Data for Entity and Relation Recognition Experiments
Each file has several blocks, where each block denotes the information of the entities and
relations in a sentence.
The format of each block is:
- a senence in table format
- empty line
- relation descriptors (may be empty or more than one line)
- empty line
In the table of a sentence, each row represents an element (a single word or consecutive words) in the
sentence.
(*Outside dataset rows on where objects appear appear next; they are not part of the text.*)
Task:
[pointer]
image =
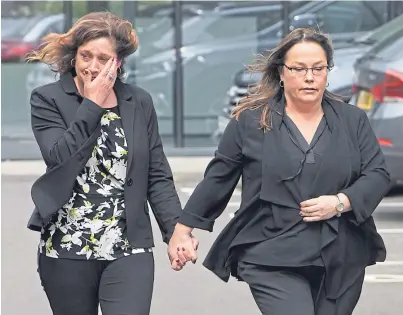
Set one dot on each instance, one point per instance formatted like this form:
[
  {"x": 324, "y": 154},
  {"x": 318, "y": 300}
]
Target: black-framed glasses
[{"x": 301, "y": 71}]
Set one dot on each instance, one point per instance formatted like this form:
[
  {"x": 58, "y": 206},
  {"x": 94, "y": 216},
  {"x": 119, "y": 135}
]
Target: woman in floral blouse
[{"x": 99, "y": 139}]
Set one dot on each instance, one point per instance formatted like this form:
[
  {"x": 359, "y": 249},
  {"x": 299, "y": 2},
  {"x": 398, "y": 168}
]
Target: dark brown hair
[
  {"x": 270, "y": 66},
  {"x": 58, "y": 50}
]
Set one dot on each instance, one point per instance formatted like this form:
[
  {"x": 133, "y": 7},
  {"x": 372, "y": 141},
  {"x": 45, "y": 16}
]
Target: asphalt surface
[{"x": 194, "y": 290}]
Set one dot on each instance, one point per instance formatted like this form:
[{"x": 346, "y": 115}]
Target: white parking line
[{"x": 189, "y": 191}]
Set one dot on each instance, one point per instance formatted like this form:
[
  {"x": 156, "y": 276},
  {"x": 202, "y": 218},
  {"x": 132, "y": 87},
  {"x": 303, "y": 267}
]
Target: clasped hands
[{"x": 182, "y": 247}]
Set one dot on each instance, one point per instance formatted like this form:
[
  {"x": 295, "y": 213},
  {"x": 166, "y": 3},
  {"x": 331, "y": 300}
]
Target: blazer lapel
[
  {"x": 127, "y": 111},
  {"x": 278, "y": 166},
  {"x": 335, "y": 169}
]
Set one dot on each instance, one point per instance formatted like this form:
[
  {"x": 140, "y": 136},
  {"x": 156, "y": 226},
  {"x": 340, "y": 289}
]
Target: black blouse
[{"x": 298, "y": 245}]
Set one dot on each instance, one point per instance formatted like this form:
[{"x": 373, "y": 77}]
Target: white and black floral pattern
[{"x": 91, "y": 224}]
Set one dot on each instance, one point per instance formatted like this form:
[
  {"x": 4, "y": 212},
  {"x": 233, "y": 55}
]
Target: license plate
[{"x": 365, "y": 100}]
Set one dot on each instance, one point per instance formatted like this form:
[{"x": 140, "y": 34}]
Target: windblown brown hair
[
  {"x": 58, "y": 50},
  {"x": 260, "y": 94}
]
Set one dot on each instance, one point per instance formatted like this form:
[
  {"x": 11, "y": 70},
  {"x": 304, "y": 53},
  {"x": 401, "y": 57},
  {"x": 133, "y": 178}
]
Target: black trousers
[
  {"x": 76, "y": 287},
  {"x": 295, "y": 291}
]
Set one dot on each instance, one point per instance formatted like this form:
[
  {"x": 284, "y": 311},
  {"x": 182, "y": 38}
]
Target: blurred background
[{"x": 192, "y": 57}]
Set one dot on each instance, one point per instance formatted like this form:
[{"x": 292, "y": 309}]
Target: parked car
[
  {"x": 21, "y": 35},
  {"x": 378, "y": 90},
  {"x": 209, "y": 66},
  {"x": 340, "y": 78}
]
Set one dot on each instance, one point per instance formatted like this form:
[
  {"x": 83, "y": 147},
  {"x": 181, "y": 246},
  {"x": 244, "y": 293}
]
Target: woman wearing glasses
[{"x": 312, "y": 175}]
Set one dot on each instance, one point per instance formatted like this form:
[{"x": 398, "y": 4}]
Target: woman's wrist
[{"x": 346, "y": 202}]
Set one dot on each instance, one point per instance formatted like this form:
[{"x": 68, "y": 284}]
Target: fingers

Meaningful columns include:
- col-2: Entity class label (B-Unknown, B-Peop, or B-Loc, which means other_ent, person, location)
- col-3: Element order number
- col-5: Part-of-speech tags
- col-6: Words
Other columns can simply be ignored.
A relation descriptor has three fileds.
- 1st field : the element number of the first argument.
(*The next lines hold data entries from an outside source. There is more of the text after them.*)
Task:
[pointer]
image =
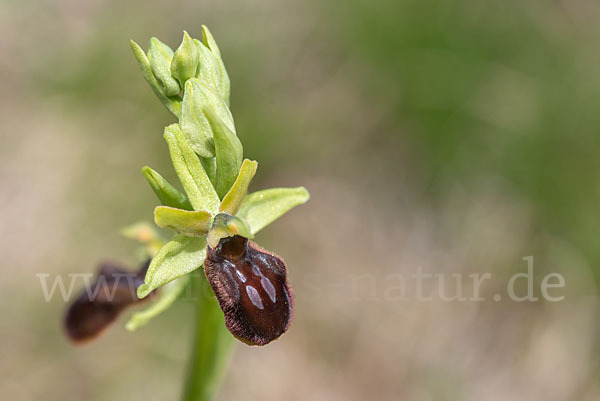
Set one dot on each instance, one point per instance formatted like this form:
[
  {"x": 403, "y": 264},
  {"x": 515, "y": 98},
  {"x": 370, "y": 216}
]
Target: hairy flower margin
[{"x": 214, "y": 214}]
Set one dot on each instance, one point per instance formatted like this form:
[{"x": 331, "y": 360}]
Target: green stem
[{"x": 211, "y": 347}]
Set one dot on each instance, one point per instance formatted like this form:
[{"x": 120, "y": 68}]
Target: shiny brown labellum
[
  {"x": 251, "y": 287},
  {"x": 98, "y": 306}
]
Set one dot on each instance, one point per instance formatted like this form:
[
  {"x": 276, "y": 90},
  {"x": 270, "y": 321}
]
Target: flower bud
[
  {"x": 185, "y": 60},
  {"x": 102, "y": 302},
  {"x": 252, "y": 290}
]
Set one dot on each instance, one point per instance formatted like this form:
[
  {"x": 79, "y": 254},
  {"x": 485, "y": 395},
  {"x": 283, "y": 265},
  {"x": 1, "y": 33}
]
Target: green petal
[
  {"x": 146, "y": 234},
  {"x": 198, "y": 97},
  {"x": 185, "y": 60},
  {"x": 261, "y": 208},
  {"x": 160, "y": 56},
  {"x": 167, "y": 295},
  {"x": 166, "y": 193},
  {"x": 210, "y": 42},
  {"x": 189, "y": 169},
  {"x": 210, "y": 166},
  {"x": 178, "y": 257},
  {"x": 233, "y": 200},
  {"x": 226, "y": 225},
  {"x": 191, "y": 223},
  {"x": 228, "y": 150},
  {"x": 208, "y": 68},
  {"x": 173, "y": 103}
]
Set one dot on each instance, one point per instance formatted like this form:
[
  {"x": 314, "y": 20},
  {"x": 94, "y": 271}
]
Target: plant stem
[{"x": 212, "y": 344}]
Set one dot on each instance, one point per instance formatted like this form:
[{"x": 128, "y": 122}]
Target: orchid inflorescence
[{"x": 214, "y": 217}]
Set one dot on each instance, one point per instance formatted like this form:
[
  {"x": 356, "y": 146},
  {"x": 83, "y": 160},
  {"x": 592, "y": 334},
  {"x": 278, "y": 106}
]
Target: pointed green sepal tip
[
  {"x": 160, "y": 56},
  {"x": 189, "y": 169},
  {"x": 172, "y": 103},
  {"x": 232, "y": 201},
  {"x": 226, "y": 225},
  {"x": 165, "y": 192},
  {"x": 228, "y": 150},
  {"x": 178, "y": 257},
  {"x": 143, "y": 291},
  {"x": 167, "y": 296},
  {"x": 261, "y": 208},
  {"x": 185, "y": 60},
  {"x": 191, "y": 223},
  {"x": 198, "y": 97}
]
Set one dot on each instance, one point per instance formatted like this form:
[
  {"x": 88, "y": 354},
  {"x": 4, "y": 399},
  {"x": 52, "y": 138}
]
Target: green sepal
[
  {"x": 226, "y": 225},
  {"x": 191, "y": 223},
  {"x": 210, "y": 166},
  {"x": 198, "y": 97},
  {"x": 160, "y": 56},
  {"x": 180, "y": 256},
  {"x": 225, "y": 84},
  {"x": 166, "y": 193},
  {"x": 208, "y": 68},
  {"x": 185, "y": 60},
  {"x": 232, "y": 201},
  {"x": 165, "y": 298},
  {"x": 147, "y": 235},
  {"x": 261, "y": 208},
  {"x": 189, "y": 169},
  {"x": 172, "y": 103},
  {"x": 229, "y": 153}
]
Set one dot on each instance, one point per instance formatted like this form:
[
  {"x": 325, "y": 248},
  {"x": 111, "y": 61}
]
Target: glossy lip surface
[{"x": 251, "y": 287}]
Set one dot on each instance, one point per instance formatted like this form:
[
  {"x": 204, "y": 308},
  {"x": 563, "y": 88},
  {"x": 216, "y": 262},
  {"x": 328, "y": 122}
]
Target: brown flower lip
[
  {"x": 100, "y": 305},
  {"x": 251, "y": 287}
]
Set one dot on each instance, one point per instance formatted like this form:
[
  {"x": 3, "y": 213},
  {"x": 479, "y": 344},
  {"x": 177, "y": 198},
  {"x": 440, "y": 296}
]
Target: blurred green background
[{"x": 454, "y": 136}]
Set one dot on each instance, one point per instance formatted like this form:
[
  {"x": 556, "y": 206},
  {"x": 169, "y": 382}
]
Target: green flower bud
[
  {"x": 160, "y": 56},
  {"x": 197, "y": 98},
  {"x": 185, "y": 60}
]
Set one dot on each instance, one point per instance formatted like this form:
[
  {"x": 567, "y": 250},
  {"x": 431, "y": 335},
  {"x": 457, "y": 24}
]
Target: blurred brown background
[{"x": 456, "y": 137}]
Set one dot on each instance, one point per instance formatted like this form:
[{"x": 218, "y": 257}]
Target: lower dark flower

- 2nd field : the element number of the second argument.
- 3rd field : the name of the relation (e.g. kill or birthplace).
The following corpora have been used in D. Roth and W. Yih,
"Probabilistic Reasoning for Entity & Relation Recognition" (abstract, PDF)
COLING'02, Aug. 2002
kill.corp, m-kill.corp
(updated by Mark Sammons)
: sentences that have the kill relation.
birthplace.corp,
m-birthplace.corp (updated by Mark Sammons)
: sentences that have the born_in relation.
negative.corp : sentences that have NO relation.
all.corp : all the above three files compacted in one.
The following corpus has been used in D. Roth and W. Yih,
"A Linear Programming Formulation for Global Inference in Natural Language Tasks" (abstract, PDF)
CoNLL'04, May. 2004
conll04.corp : an updated corpus that has more relations, including located in, work for, organization based in, live in, and kill.